Symptomless cases raise coronavirus control fears
- WHO’s Tedros – greatest fear is outbreak in country like DRC
- Testing devices cost US$45,000 each
- Some infected people ‘don’t appear sick’
More than 74,000 people in 25 countries have been infected and over 2,000 people have died since the virus, officially known as COVID-19, broke out in China in December.
Controlling the spread of this coronavirus in Africa – including Egypt, where at least one case has been confirmed – will “heavily rely on a country’s health capacity”, a new study published in The Lancet says.
The review found that African countries at high and medium risk of transmission from China are “ill-prepared to detect cases and limit transmission”.
Diagnostics are fundamental to epidemic control, but developing tests to identify diseases is technically challenging and time consuming, and many tests are not available in a way that’s easily deployable in the field, a BMJ Global Health analysis shows.
Chinese medical workers in virus-hit provinces have told the World Health Organization they lack the ability to immediately diagnose cases at ground-level.
“Our greatest fear remains the damage this coronavirus could do in a country like DRC,” WHO chief Tedros Adhanom Ghebreyesus says.
Symptom-based screeningResearchers in Germany have found that people can be infected without appearing sick, after symptom-based screening missed two cases of coronavirus in a group evacuated from China to Germany.
Several tests, including a throat swab, later confirmed the two people had the virus, the infectious disease unit at University Hospital Frankfurt says.
“We discovered that shedding of potentially infectious virus may occur in persons who have no fever and no signs or only minor signs of infection,” the researchers say. “It is unclear whether persons who show no signs or symptoms of respiratory infection shed [the virus].”
Anecdotal evidence suggests that people with no symptoms of the virus are able to spread it to others, says Anthony S. Fauci, director of the National Institute of Allergy and Infectious Diseases.
“When you do screening for people you can’t rely just on whether or not they’re symptomatic, you’d have to do a test.”
Anthony S. Fauci, director of the National Institute of Allergy and Infectious Diseases, US
“I think that’s going to turn out to be a real phenomenon,” he says. “The question that still remains unanswered is: what is the extent of that asymptomatic transmission? Is it a minor component of the outbreak, or is it a substantial component?
“If it is a substantial component, that then becomes problematic, because that would mean that when you do screening for people you can’t rely just on whether or not they’re symptomatic, you’d have to do a test."
But diagnostic tests, especially those that are new, can give false results, says Michael J. Ryan, the WHO Health Emergencies Programme executive director.
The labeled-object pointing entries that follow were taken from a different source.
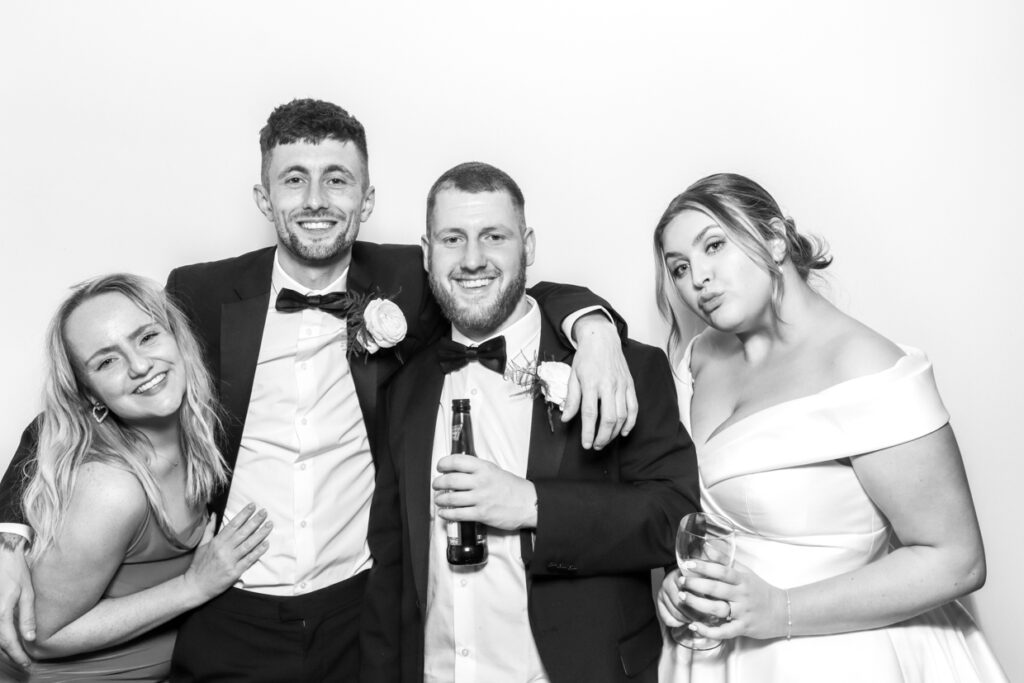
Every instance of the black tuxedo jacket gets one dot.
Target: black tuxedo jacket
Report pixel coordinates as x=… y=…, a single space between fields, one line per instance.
x=605 y=518
x=226 y=302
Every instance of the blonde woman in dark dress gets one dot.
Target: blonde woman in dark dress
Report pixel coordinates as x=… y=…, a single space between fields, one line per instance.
x=125 y=463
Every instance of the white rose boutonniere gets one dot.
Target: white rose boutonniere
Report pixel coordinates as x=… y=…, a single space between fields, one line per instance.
x=549 y=379
x=374 y=323
x=383 y=326
x=554 y=380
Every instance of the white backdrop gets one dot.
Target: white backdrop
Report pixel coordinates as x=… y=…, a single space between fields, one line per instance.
x=129 y=141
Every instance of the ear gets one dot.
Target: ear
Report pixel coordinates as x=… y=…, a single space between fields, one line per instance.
x=263 y=202
x=778 y=244
x=529 y=241
x=369 y=201
x=425 y=246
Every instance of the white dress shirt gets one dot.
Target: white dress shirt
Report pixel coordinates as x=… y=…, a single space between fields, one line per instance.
x=477 y=626
x=304 y=453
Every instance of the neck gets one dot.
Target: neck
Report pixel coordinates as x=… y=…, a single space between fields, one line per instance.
x=800 y=309
x=313 y=275
x=518 y=312
x=163 y=434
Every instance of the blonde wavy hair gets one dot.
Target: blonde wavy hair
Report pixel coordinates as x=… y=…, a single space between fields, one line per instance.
x=752 y=218
x=69 y=436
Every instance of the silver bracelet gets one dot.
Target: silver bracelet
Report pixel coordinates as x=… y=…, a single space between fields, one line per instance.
x=788 y=617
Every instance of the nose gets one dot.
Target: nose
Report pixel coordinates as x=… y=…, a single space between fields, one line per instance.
x=699 y=272
x=314 y=196
x=138 y=364
x=473 y=257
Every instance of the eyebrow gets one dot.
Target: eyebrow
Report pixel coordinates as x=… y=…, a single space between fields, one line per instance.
x=700 y=236
x=113 y=347
x=701 y=233
x=333 y=168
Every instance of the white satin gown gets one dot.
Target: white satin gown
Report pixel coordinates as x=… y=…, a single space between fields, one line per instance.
x=803 y=516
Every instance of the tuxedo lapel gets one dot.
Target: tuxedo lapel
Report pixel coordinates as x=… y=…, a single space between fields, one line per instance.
x=417 y=412
x=547 y=437
x=366 y=369
x=548 y=434
x=242 y=322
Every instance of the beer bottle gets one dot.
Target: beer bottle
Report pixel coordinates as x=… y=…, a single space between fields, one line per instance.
x=467 y=541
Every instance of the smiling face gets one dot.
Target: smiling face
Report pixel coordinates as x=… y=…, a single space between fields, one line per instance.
x=714 y=276
x=316 y=196
x=125 y=359
x=476 y=252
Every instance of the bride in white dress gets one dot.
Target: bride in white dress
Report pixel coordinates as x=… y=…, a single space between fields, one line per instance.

He says clinical suspicion is important, particularly in countries where cases are first appearing.
And, symptom-based diagnosis may be the only option for many countries lacking the equipment and training needed for lab testing.
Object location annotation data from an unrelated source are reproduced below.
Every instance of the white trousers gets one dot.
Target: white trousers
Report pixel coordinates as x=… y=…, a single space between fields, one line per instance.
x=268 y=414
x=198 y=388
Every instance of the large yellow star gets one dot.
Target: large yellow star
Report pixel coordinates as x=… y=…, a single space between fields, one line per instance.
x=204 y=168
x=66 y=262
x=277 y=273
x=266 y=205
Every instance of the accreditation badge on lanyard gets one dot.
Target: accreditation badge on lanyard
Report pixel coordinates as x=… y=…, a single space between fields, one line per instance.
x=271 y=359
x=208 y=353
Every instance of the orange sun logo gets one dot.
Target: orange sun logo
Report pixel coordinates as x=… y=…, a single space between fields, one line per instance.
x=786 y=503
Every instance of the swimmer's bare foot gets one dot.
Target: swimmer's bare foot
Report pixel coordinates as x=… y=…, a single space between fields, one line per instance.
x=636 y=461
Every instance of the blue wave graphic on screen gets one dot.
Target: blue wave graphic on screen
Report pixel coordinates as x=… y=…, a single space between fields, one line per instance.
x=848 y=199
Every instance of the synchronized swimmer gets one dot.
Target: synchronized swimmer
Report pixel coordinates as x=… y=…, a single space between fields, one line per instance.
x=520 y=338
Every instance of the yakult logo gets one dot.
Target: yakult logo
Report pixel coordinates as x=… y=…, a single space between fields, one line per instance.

In Brazil, researchers have been trialling a real-time diagnostic technique – used to detect measles, zika virus, and leishmaniasis – to check for COVID-19. But the technique’s use in lower-income countries will likely be limited, as it requires sophisticated and expensive equipment that many systems do not have. In Brazil, each machine costs about US$45,000.
Francioli Koro Koro, a molecular microbiologist and epidemiologist at Cameroon’s University of Douala, says many African countries will struggle with a COVID-19 outbreak. “If the coronavirus appears here in Africa and basic rules are not followed, it would be a disaster that we may not be able to manage,” he told SciDev.Net. He adds health systems in Africa don’t have the ability to carry out contact tracing – a staple of infectious disease control in countries such as the United Kingdom. “In Africa, we cannot trace to find out who took the same bus, the same taxi, the same motorcycle,” he says.
Adhanom Ghebreyesus says this coronavirus epidemic highlights why it is critical to strengthen health systems in the global South.
But Koro Koro says infectious disease crises are often due to political failures at both national and global levels.
“The problem is, how do politicians view the information given to them?”, he says. “For the WHO, for example, to consider a situation as critical, a certain number of conditions must be met. Meanwhile, the disease is spreading.”